COPER­TURE TRA­BAL­LANTI E DAN­NOSE
Quasi la metà delle coper­ture sono una tan­tum (riva­lu­ta­zione quote Banca d’Italia, paga­mento Iva delle imprese cre­di­trici della Pa) e una parte (2miliardi e 100milioni) col­pi­sce le spese di regioni, enti locali e mini­steri. L’ufficio studi del Senato ha espresso pro­fonde cri­ti­che sulle coper­ture indi­vi­duate dal governo. Le entrate dell’Iva legate alla liqui­da­zione dei debiti della Pa non rap­pre­sen­tano nuove risorse, ma solo un anti­cipo per i pros­simi anni. C’è poi l’Irap: secondo i tec­nici del Senato ci sarà un minor get­tito rispetto ai 2 miliardi pre­vi­sti. Dif­fi­cili anche i 2 miliardi di risul­tato del con­tra­sto all’evasione per il 2015: «Non è stata for­nita alcuna infor­ma­zione in merito a even­tuali stru­menti o meto­do­lo­gie che si ipo­tizza di uti­liz­zare per il rag­giun­gi­mento dell’obiettivo», dicono dal Senato. Un po’ come faceva Tremonti.

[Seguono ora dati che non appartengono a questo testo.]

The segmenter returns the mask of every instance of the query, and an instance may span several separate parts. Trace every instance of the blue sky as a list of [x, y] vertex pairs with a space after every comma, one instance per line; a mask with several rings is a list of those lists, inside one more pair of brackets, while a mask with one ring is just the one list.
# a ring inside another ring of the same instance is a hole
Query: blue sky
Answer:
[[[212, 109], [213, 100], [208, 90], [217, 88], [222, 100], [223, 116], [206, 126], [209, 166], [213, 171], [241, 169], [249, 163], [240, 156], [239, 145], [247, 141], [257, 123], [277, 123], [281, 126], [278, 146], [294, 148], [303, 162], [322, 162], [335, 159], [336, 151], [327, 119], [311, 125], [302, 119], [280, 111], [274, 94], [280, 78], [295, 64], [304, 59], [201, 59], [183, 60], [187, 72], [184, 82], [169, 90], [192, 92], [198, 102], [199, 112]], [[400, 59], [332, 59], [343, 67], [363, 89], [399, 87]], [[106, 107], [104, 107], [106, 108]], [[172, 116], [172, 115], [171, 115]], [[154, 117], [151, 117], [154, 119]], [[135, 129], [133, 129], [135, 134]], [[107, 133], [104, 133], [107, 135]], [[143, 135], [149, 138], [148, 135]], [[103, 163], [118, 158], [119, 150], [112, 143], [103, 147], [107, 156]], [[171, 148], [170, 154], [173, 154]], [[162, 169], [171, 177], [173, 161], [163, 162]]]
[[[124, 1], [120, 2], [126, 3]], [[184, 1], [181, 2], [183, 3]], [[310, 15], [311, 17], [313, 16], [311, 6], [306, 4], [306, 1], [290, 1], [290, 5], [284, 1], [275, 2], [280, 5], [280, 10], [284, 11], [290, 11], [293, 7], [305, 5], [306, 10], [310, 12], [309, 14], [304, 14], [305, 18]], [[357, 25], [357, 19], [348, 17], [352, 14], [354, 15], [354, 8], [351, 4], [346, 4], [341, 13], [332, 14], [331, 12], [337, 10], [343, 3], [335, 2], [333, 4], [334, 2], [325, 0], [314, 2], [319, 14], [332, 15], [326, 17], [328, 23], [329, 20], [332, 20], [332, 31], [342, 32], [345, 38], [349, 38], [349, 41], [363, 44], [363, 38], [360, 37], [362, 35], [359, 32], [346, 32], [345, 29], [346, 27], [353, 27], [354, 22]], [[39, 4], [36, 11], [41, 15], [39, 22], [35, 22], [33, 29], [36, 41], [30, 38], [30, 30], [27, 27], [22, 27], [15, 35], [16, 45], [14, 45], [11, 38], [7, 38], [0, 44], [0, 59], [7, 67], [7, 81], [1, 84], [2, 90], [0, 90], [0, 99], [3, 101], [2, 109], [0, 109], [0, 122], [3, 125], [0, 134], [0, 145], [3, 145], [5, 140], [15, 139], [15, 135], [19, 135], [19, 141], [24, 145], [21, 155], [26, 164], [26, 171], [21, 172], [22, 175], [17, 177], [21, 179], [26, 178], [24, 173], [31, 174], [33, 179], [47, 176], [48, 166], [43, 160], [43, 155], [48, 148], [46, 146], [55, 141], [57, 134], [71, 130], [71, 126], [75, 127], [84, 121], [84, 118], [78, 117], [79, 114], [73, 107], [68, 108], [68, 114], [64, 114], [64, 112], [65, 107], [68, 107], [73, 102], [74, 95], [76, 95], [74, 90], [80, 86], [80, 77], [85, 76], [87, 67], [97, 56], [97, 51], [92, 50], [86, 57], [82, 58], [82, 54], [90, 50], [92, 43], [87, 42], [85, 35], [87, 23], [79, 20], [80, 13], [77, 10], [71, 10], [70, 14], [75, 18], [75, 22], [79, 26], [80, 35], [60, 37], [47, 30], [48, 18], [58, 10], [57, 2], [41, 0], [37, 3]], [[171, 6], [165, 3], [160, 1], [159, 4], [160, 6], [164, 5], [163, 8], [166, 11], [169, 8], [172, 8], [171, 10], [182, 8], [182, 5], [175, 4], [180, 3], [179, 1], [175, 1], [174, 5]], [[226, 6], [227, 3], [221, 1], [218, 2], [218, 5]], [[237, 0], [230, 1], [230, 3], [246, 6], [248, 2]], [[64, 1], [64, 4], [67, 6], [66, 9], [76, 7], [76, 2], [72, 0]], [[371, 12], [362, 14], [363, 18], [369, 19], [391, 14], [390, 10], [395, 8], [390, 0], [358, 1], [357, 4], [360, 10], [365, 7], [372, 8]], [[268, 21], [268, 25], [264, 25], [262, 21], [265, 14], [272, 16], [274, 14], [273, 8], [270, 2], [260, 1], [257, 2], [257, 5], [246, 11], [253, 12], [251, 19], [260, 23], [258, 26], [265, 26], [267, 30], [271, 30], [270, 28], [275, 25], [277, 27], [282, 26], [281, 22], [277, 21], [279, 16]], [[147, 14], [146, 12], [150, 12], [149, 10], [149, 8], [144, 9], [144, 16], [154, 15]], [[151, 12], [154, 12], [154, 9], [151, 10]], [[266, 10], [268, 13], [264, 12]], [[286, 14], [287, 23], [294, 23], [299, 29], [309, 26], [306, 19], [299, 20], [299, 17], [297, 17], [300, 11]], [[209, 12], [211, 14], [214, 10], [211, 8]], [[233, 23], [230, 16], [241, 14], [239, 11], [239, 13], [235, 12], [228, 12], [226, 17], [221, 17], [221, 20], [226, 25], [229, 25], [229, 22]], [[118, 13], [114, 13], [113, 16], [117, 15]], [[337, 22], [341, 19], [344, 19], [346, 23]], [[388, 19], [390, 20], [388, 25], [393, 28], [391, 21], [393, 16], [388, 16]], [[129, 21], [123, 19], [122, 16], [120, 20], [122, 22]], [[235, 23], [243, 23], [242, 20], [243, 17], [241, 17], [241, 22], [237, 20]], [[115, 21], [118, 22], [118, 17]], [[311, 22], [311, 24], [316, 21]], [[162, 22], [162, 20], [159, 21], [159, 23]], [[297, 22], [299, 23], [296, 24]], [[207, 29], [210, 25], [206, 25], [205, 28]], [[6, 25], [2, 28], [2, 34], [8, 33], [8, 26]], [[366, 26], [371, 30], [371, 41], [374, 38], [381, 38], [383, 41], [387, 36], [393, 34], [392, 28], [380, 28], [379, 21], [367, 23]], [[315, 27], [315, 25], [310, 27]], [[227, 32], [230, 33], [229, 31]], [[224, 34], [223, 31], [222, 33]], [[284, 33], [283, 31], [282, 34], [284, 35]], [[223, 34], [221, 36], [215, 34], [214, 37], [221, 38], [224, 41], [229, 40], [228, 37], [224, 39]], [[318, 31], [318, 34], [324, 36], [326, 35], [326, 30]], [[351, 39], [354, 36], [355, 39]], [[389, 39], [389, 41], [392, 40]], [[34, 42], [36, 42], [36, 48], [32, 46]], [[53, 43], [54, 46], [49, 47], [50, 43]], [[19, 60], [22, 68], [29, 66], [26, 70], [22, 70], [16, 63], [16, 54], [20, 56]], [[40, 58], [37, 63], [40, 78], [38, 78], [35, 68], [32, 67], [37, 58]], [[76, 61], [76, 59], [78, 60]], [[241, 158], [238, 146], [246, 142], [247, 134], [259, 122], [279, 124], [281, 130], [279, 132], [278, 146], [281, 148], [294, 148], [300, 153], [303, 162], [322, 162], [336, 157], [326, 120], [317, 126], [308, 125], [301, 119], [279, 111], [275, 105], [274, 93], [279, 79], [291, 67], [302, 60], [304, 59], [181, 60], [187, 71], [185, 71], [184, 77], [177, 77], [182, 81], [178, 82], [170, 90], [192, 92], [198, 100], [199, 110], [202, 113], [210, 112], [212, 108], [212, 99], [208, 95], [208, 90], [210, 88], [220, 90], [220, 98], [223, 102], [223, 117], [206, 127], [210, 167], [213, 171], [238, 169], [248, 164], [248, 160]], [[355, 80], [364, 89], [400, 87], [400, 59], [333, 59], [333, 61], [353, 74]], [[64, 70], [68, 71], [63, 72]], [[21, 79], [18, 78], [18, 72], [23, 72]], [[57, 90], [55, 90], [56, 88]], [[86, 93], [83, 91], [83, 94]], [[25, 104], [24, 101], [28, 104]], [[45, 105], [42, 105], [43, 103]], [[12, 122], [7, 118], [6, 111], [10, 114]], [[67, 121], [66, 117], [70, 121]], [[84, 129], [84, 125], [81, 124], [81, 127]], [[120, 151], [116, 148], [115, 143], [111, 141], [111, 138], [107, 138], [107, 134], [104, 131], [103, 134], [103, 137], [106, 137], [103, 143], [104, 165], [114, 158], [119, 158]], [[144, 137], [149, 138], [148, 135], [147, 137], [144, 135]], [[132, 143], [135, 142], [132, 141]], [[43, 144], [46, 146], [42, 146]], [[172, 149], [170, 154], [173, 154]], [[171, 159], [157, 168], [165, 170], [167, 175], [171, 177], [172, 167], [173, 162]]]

TAGLI AI SER­VIZI, MENO WEL­FARE
Il decreto pre­vede 2,1 miliardi di tagli a enti locali, regioni e mini­steri. Gra­vis­simo, per­ché signi­fica tagli ai ser­vizi per i cit­ta­dini. Ognuno si arran­gerà, chi ridurrà l’illuminazione, chi abbas­serà la tem­pe­ra­tura dei riscal­da­menti, chi taglierà i finan­zia­menti alle asso­cia­zioni, chi ridurrà la manu­ten­zione delle strade, chi farà meno ini­zia­tive cul­tu­rali, chi ridurrà il finan­zia­mento all’assistenza spe­cia­li­stica ai disa­bili e alla sanità. Il pre­si­dente della Regione Puglia, Ven­dola, ha dichia­rato che gli 80 euro vanno bene «pur­ché non impor­tino dra­stici tagli alla Pub­blica Ammi­ni­stra­zione». Pro­prio di que­sto si tratta. La Regione Puglia, a causa di que­sto decreto, dovrà tagliare 46 milioni dal suo bilancio.

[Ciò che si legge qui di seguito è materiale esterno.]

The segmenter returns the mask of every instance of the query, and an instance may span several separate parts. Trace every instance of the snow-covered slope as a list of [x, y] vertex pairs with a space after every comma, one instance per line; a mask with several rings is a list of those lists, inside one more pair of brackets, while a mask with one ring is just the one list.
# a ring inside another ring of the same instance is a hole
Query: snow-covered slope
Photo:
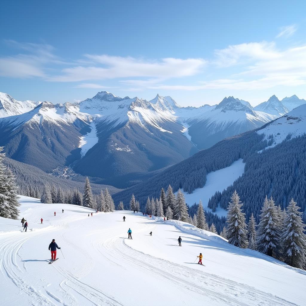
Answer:
[[41, 103], [29, 100], [17, 101], [7, 94], [0, 92], [0, 118], [26, 113]]
[[[20, 200], [27, 233], [20, 220], [0, 218], [6, 306], [304, 304], [304, 271], [190, 224], [126, 211], [88, 217], [93, 211], [83, 207]], [[53, 238], [61, 249], [51, 265]], [[200, 252], [205, 266], [196, 263]]]
[[275, 95], [265, 102], [263, 102], [254, 108], [256, 110], [264, 112], [277, 117], [284, 115], [289, 111], [288, 109], [278, 100]]

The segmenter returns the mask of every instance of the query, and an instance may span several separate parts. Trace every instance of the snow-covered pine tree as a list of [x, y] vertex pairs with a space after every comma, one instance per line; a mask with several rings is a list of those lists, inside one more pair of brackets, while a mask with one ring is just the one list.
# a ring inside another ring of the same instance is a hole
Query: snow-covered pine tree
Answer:
[[[2, 165], [0, 165], [0, 166], [2, 166]], [[4, 195], [6, 197], [6, 202], [8, 204], [8, 209], [5, 213], [7, 214], [7, 218], [17, 220], [20, 212], [18, 209], [18, 207], [20, 206], [18, 201], [17, 190], [18, 188], [16, 185], [14, 174], [8, 167], [6, 168], [6, 177], [5, 178], [5, 180], [6, 181], [6, 188]], [[1, 210], [0, 209], [0, 211]], [[0, 216], [3, 216], [2, 215], [2, 214], [0, 213]]]
[[104, 199], [105, 202], [105, 210], [106, 212], [111, 211], [111, 197], [108, 189], [106, 188], [104, 191]]
[[231, 200], [226, 217], [226, 237], [229, 243], [245, 248], [248, 247], [247, 231], [245, 214], [241, 208], [243, 204], [236, 190]]
[[173, 212], [172, 211], [172, 210], [171, 209], [171, 207], [170, 207], [168, 206], [167, 208], [167, 211], [166, 212], [166, 216], [168, 218], [168, 219], [169, 220], [171, 220], [173, 218]]
[[136, 210], [136, 200], [135, 199], [135, 196], [134, 194], [132, 195], [132, 197], [130, 201], [130, 210], [134, 211]]
[[176, 220], [188, 222], [189, 221], [188, 208], [185, 201], [185, 197], [181, 189], [178, 190], [176, 195], [174, 218]]
[[117, 210], [124, 210], [124, 206], [123, 206], [123, 202], [121, 201], [117, 208]]
[[174, 211], [175, 201], [175, 195], [173, 193], [173, 190], [172, 187], [169, 185], [167, 190], [166, 203], [167, 207], [170, 206], [171, 207], [172, 211]]
[[51, 192], [49, 186], [47, 184], [44, 185], [40, 198], [40, 202], [42, 203], [50, 204], [52, 203]]
[[253, 215], [253, 213], [252, 213], [248, 224], [248, 247], [251, 250], [257, 249], [257, 244], [256, 242], [257, 235], [256, 234], [256, 221]]
[[226, 239], [226, 228], [225, 226], [223, 227], [222, 231], [220, 233], [220, 236], [223, 238]]
[[197, 227], [198, 220], [196, 219], [196, 215], [195, 214], [193, 215], [193, 218], [192, 218], [192, 224], [195, 226], [197, 226]]
[[51, 197], [52, 198], [52, 203], [56, 203], [56, 199], [57, 197], [57, 191], [55, 185], [53, 184], [51, 188]]
[[284, 261], [291, 267], [303, 269], [306, 262], [306, 235], [302, 213], [293, 199], [287, 208], [282, 233]]
[[136, 201], [136, 211], [140, 211], [140, 203], [138, 201]]
[[102, 190], [100, 194], [100, 205], [98, 210], [100, 211], [105, 211], [105, 199], [104, 197], [104, 194]]
[[216, 226], [213, 223], [211, 223], [210, 227], [209, 228], [209, 231], [214, 233], [214, 234], [218, 234]]
[[278, 214], [272, 197], [267, 196], [260, 211], [257, 231], [257, 249], [264, 254], [279, 258], [280, 233], [277, 220]]
[[167, 211], [168, 206], [167, 205], [167, 199], [166, 197], [166, 193], [165, 192], [165, 189], [162, 188], [160, 191], [160, 199], [162, 200], [162, 210], [164, 212]]
[[90, 183], [88, 178], [86, 177], [83, 193], [83, 206], [92, 208], [93, 205], [93, 201]]
[[56, 196], [56, 203], [63, 203], [65, 199], [64, 197], [64, 194], [63, 193], [63, 191], [62, 190], [62, 188], [60, 187], [58, 188], [58, 190], [57, 195]]
[[162, 208], [162, 201], [161, 198], [157, 202], [157, 207], [156, 210], [157, 217], [164, 217], [164, 211]]
[[198, 227], [202, 230], [208, 230], [208, 227], [206, 222], [206, 219], [205, 217], [204, 210], [203, 209], [202, 201], [201, 200], [199, 203], [199, 206], [196, 213], [196, 222], [197, 227]]
[[155, 200], [154, 199], [154, 198], [152, 197], [152, 198], [151, 199], [151, 211], [150, 212], [150, 215], [152, 215], [152, 216], [155, 216], [156, 210]]
[[151, 200], [150, 198], [148, 197], [148, 199], [147, 200], [147, 203], [146, 204], [146, 207], [145, 208], [145, 214], [147, 215], [150, 215], [150, 212], [151, 211]]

COMUNI, ZONE AGRI­COLE E MON­TANE
L’esenzione dall’Imu per le pic­cole aziende agri­cole delle zone col­li­nari e mon­tane viene ridotta di 350 milioni di euro. Ma il get­tito non va ai Comuni, ma all’erario. Non solo si pena­liz­zano le pic­cole aziende agri­cole delle zone interne, ma si sot­trag­gono le risorse per i Comuni.

I TAGLI ALLA RAI

Ven­gono tolti alla Rai 150milioni: si arrangi ven­dendo Rai­Way. Il pro­blema non è la giu­sta lotta agli spre­chi, ma il licen­zia­mento dei lavo­ra­tori (a par­tire dai pre­cari). Poi c’è la tassa sul rila­scio dei pas­sa­porti che passa da 40 a 73 euro. Poi ce n’è una nuova: 300 euro per «il rico­no­sci­mento della cit­ta­di­nanza ita­liana». Infine, altra sor­presa per 25milioni di pic­coli rispar­mia­tori e cor­ren­ti­sti ita­liani: la tassa sugli utili dei conti cor­renti passa dal 20 al 26%.

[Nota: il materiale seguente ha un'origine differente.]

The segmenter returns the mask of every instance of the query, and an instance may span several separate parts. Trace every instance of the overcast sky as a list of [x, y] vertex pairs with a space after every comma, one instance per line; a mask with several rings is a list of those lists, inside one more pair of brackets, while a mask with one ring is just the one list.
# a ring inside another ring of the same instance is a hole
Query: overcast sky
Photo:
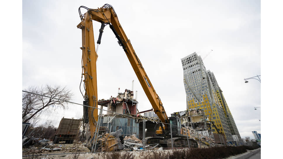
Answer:
[[[251, 79], [245, 83], [244, 79], [261, 75], [260, 1], [24, 1], [22, 89], [65, 86], [75, 95], [72, 101], [82, 103], [78, 9], [108, 3], [115, 9], [169, 116], [186, 109], [181, 59], [194, 52], [203, 58], [210, 53], [205, 66], [213, 72], [241, 137], [254, 139], [252, 131], [260, 133], [261, 109], [254, 108], [261, 106], [260, 83]], [[93, 24], [96, 41], [101, 24]], [[134, 80], [138, 109], [149, 109], [117, 41], [106, 26], [97, 53], [98, 98], [116, 96], [118, 88], [131, 89]], [[69, 106], [77, 106], [73, 105]], [[82, 115], [82, 109], [78, 111], [68, 117]]]

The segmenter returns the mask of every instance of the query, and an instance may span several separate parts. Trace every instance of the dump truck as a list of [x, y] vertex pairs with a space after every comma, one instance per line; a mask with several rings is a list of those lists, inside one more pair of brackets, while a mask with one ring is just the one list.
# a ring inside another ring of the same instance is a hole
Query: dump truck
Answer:
[[77, 135], [80, 122], [80, 119], [63, 117], [56, 130], [53, 143], [58, 144], [60, 141], [65, 141], [65, 144], [73, 144]]

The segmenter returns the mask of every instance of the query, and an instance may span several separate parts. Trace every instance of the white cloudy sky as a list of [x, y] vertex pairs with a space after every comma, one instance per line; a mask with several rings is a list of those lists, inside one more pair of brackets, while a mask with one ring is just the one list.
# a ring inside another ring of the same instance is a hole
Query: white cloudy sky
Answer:
[[[81, 103], [80, 6], [112, 5], [167, 114], [186, 108], [181, 58], [204, 57], [223, 91], [240, 135], [260, 133], [260, 83], [244, 79], [261, 75], [259, 1], [23, 1], [22, 89], [47, 84], [66, 86]], [[82, 9], [82, 13], [86, 10]], [[97, 39], [100, 23], [94, 22]], [[98, 98], [122, 91], [138, 92], [138, 109], [151, 108], [112, 31], [106, 27], [98, 54]], [[72, 107], [72, 105], [70, 105]], [[82, 113], [78, 110], [74, 115]]]

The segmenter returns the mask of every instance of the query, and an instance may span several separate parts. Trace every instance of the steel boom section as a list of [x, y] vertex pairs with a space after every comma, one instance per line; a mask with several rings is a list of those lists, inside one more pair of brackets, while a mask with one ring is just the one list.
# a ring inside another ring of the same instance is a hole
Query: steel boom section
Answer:
[[[92, 19], [100, 23], [111, 23], [125, 46], [124, 50], [142, 87], [151, 104], [156, 114], [163, 122], [168, 123], [168, 118], [158, 95], [138, 58], [131, 42], [119, 22], [117, 15], [112, 8], [89, 9], [85, 14], [91, 15]], [[165, 126], [167, 126], [167, 125]]]

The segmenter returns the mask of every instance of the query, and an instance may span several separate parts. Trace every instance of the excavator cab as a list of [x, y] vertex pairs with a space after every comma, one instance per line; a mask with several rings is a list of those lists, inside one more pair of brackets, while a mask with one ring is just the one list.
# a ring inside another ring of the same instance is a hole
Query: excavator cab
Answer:
[[176, 117], [169, 117], [169, 121], [171, 124], [172, 136], [177, 136], [181, 134], [181, 120]]

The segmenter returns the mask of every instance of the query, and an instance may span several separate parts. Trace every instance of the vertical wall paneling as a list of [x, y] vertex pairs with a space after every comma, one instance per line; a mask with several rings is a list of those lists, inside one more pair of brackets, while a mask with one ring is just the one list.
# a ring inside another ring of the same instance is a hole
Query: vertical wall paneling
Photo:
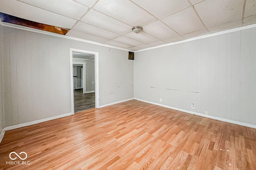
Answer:
[[134, 97], [128, 51], [1, 27], [5, 126], [71, 114], [70, 48], [99, 53], [100, 106]]
[[219, 36], [210, 38], [209, 115], [218, 115]]
[[226, 118], [232, 119], [232, 33], [226, 34]]
[[209, 112], [209, 38], [201, 41], [201, 112]]
[[232, 33], [231, 113], [232, 120], [240, 121], [240, 31]]
[[196, 106], [195, 109], [196, 112], [201, 113], [201, 40], [198, 40], [196, 41], [197, 45], [197, 80], [196, 83], [196, 93], [197, 97], [197, 106]]
[[38, 58], [39, 61], [40, 117], [41, 119], [48, 117], [50, 112], [50, 81], [49, 56], [48, 43], [48, 36], [39, 34], [38, 36]]
[[256, 28], [250, 30], [250, 123], [256, 122]]
[[[2, 28], [2, 27], [1, 28]], [[3, 41], [5, 40], [5, 43], [3, 42], [3, 57], [4, 58], [4, 119], [6, 122], [12, 122], [12, 101], [11, 92], [11, 79], [10, 79], [10, 57], [9, 43], [10, 40], [8, 32], [3, 34]], [[5, 115], [5, 113], [9, 113]]]
[[[50, 85], [50, 110], [56, 115], [61, 114], [59, 111], [59, 107], [56, 107], [56, 102], [58, 101], [59, 94], [58, 89], [61, 86], [58, 77], [59, 61], [58, 58], [57, 47], [54, 41], [54, 38], [49, 37], [48, 39], [48, 60], [49, 60], [49, 83]], [[57, 104], [58, 105], [58, 102]]]
[[[38, 54], [38, 34], [30, 32], [31, 57], [31, 86], [33, 113], [31, 117], [41, 119], [40, 115], [40, 75], [39, 74], [39, 59]], [[15, 124], [14, 124], [15, 125]]]
[[[134, 78], [138, 85], [134, 87], [135, 97], [256, 125], [256, 28], [140, 51], [136, 55], [134, 75], [139, 76]], [[149, 70], [156, 56], [158, 59], [154, 63], [157, 64]], [[146, 80], [140, 81], [140, 77], [150, 79], [155, 71], [157, 81], [151, 79], [149, 83]], [[178, 84], [176, 89], [173, 82], [176, 79]], [[148, 90], [151, 84], [174, 89], [166, 90], [166, 93]], [[160, 96], [164, 101], [155, 99]], [[194, 109], [191, 108], [192, 103]]]
[[1, 133], [4, 125], [4, 58], [3, 57], [3, 31], [0, 26], [0, 133]]
[[[29, 32], [24, 33], [24, 45], [25, 45], [25, 62], [26, 70], [26, 110], [25, 113], [25, 119], [26, 121], [31, 121], [33, 120], [33, 117], [31, 115], [33, 114], [33, 101], [32, 91], [32, 77], [31, 71], [31, 53], [30, 48], [30, 39]], [[25, 38], [27, 37], [28, 38]]]
[[219, 36], [218, 116], [226, 119], [226, 35]]
[[250, 117], [250, 30], [241, 31], [240, 114], [243, 116], [240, 117], [240, 121], [248, 123], [250, 123], [250, 119], [248, 119]]
[[[16, 33], [10, 33], [9, 44], [10, 46], [16, 46]], [[17, 124], [18, 122], [18, 93], [17, 82], [17, 63], [16, 57], [18, 51], [16, 48], [10, 48], [10, 85], [11, 98], [11, 115], [12, 123], [14, 125]]]
[[28, 116], [26, 112], [25, 43], [24, 32], [19, 30], [16, 32], [16, 36], [15, 48], [17, 52], [16, 54], [16, 61], [18, 122], [24, 123], [27, 121]]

COPER­TURE FUTURE IMPRO­BA­BILI
La Banca d’Italia ha detto che per il 2015 ser­vono oltre 14 miliardi per finan­ziare que­sta misura, inclu­dendo l’allargamento agli inca­pienti. A que­ste risorse biso­gna aggiun­gere quelle che dovremo repe­rire per gli «sforzi aggiun­tivi» chie­sti da Bru­xel­les: tra 8 e 10 miliardi. Poi, ser­vono i soldi – che si met­tono in legge di sta­bi­lità – per misure inde­ro­ga­bili, quali la Cig, il 5 per mille, le mis­sioni mili­tari all’estero. In tutto, a seconda delle stime, una somma supe­riore ai 25 miliardi di euro. Renzi pre­vede di tro­vare tutti que­sti soldi dalla spen­ding review di Cot­ta­reli per il il 2015 (17 miliardi) e con la cre­scita. Quale? Va ricor­dato che nel 2014, l’obiettivo di Cot­ta­relli è stato abbas­sato di circa il 25%. Se avve­nisse lo stesso anche nel 2015, sareb­bero dispo­ni­bili poco più di 12 miliardi e ne man­che­reb­bero molti altri. I 2miliardi da lotta all’evasione fiscale sono vir­tuali, dicono i tec­nici del Senato.

80 EURO E TASSE
I bene­fici degli 80 euro sono com­pen­sati da nuove tasse: aumento sulla prima casa (+60% rispetto al 2013, secondo Banca d’Italia), sui conti cor­renti, aumento addi­zio­nali Irpef comu­nali e regio­nali (a causa dei tagli dei tra­sfe­ri­menti), man­cati aumenti con­trat­tuali per il pub­blico impiego per il blocco degli ultimi 5 anni e dei pros­simi 3 com­por­tano bene­fici dubbi dal com­plesso di que­sta misura. Le nuove tasse – secondo la Uil – si man­ge­ranno nei pros­simi 8 mesi oltre il 40 per cento del bonus degli 80: dei 640 euro in più si dovranno sot­trarre 278 euro (Tasi più addi­zio­nali comu­nali Irpef). Ciò signi­fica la ridu­zione al 56% dei bene­fici. Se a tutto ciò si aggiun­gono gli effetti dei tagli agli enti locali, la beffa è certa. Bene gli 80 euro (per chi li prende) ma tutto il resto? È un mezzo disa­stro: tagli dra­stici agli enti locali e ai ser­vizi e tante impo­ste indi­rette, effetti redi­stri­bu­tivi e macroe­co­no­mici quasi nulli. Nes­sun effetto sul lavoro e sulla disoc­cu­pa­zione che con­ti­nua a galop­pare (al 13,6%, per i gio­vani al 46%). L’aumento del Pil pre­vi­sto dal governo (+0,8%) – con il quale spera di finan­ziare in futuro il prov­ve­di­mento – è già nel libro dei sogni. Lo dicono Istat, Ocse e la Com­mis­sione euro­pea che lo ha già abbas­sato allo 0,6%. Per il primo tri­me­stre 2014 (dati Istat) siamo già allo 0,1%. Rimane la ricetta Cot­ta­relli: pri­va­tiz­za­zioni e altri tagli al pub­blico impiego, al wel­fare e agli enti locali. E rimane quello che ha dichia­rato Padoan al festi­val dell’economia di Trento: «sono a favore dell’aumento dell’età pen­sio­na­bile». Non pro­prio una mossa anti-austerità.